That’s kind of amusing coming from someone who talks about how parents should get to start over by abandoning their children.
And yet, my nanny still wants to be paid.
Try not to add things to what I said. I said that divorce from a significant other along with nominal payments for child care should be allowed, no one can or should force anyone to spend time with another person who they are not a guardian of. The children aren’t abandoned like in a shoebox on someone’s porch, they are given to someone who wants them to be taken care of, similar to giving up a kid for adoption unless you’re against that too. After satisfying her parental obligations through these payments, a parent should be able to seek other people as family or choose not to spend any time in close proximity or contact with her kids
Does your nanny insist on people paying her for spending time with her own kids? And if no payments are forthcoming, does she simply leave the kids? If both of those answers are no, then you may understand why its silly for a parent to demand to be paid to spend time with his own kids. The payment should be a for a caregiver who needs to be there in lieu of the parent (presumably at a job or something). Nobody should get paid for just spending time with their kid cause they’ll do that anyway, voluntarily, without payment
In lieu of being forced to spend time, they are forced to spend money while someone else spends the time.
Except, you know, THE NON-CUSTODiAL PARENT WHO ISN’T SPENDING TIME WITH THEIR KIDS.
It’s pretty damn easy to say “changing diapers is its own reward!” when you have someone else to do it for you.
If two people agree to be parents together, they’re agreeing to share the labor, the cost and the time that will be expended to look after their kid(s). They may choose to divide each of those components right down the middle, or they may come up with some other mutually-agreed-upon way of dividing them.

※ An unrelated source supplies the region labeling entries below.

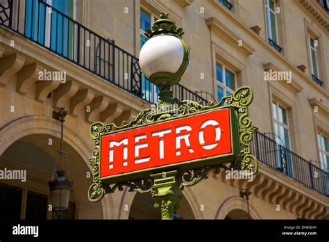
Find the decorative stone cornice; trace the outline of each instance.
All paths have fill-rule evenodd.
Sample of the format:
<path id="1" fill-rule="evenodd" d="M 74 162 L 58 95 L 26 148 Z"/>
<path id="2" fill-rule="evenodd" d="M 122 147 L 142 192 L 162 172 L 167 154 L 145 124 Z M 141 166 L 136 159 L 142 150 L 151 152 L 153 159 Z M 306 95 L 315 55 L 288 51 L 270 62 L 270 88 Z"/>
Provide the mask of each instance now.
<path id="1" fill-rule="evenodd" d="M 249 45 L 245 40 L 243 40 L 235 33 L 232 31 L 215 17 L 206 19 L 205 24 L 212 31 L 214 31 L 226 40 L 228 42 L 231 43 L 237 49 L 242 50 L 244 55 L 249 56 L 255 52 L 255 48 Z M 239 43 L 241 43 L 241 45 L 239 45 Z"/>
<path id="2" fill-rule="evenodd" d="M 320 109 L 324 111 L 326 113 L 329 113 L 329 107 L 328 107 L 325 104 L 323 104 L 321 100 L 317 97 L 313 97 L 308 99 L 310 104 L 312 106 L 317 106 Z"/>
<path id="3" fill-rule="evenodd" d="M 298 0 L 310 13 L 327 30 L 329 31 L 329 17 L 326 10 L 317 1 Z"/>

But if they divorce, each of them still owes to the kid(s) one-half of that total labor, cost and time. If one parent is not going to put in any of the labor or time required for childcare after the divorce, then it’s only fair for her to pay her ex-spouse, the custodial parent, for picking up the slack.
In short:
You don’t owe your custodial-parent ex-spouse payment for doing their own half of the childcare. You owe them payment for doing your half of the childcare.
But even in SC, the guidelines for calculation only work up to a combined income of both parents of $360k. When it is higher, child support will be evaluated on a case by case basis by a judge. This would tend to support the OP’s assertion that there is a finite amount of CS that should be awarded otherwise the calculator would just keep going up.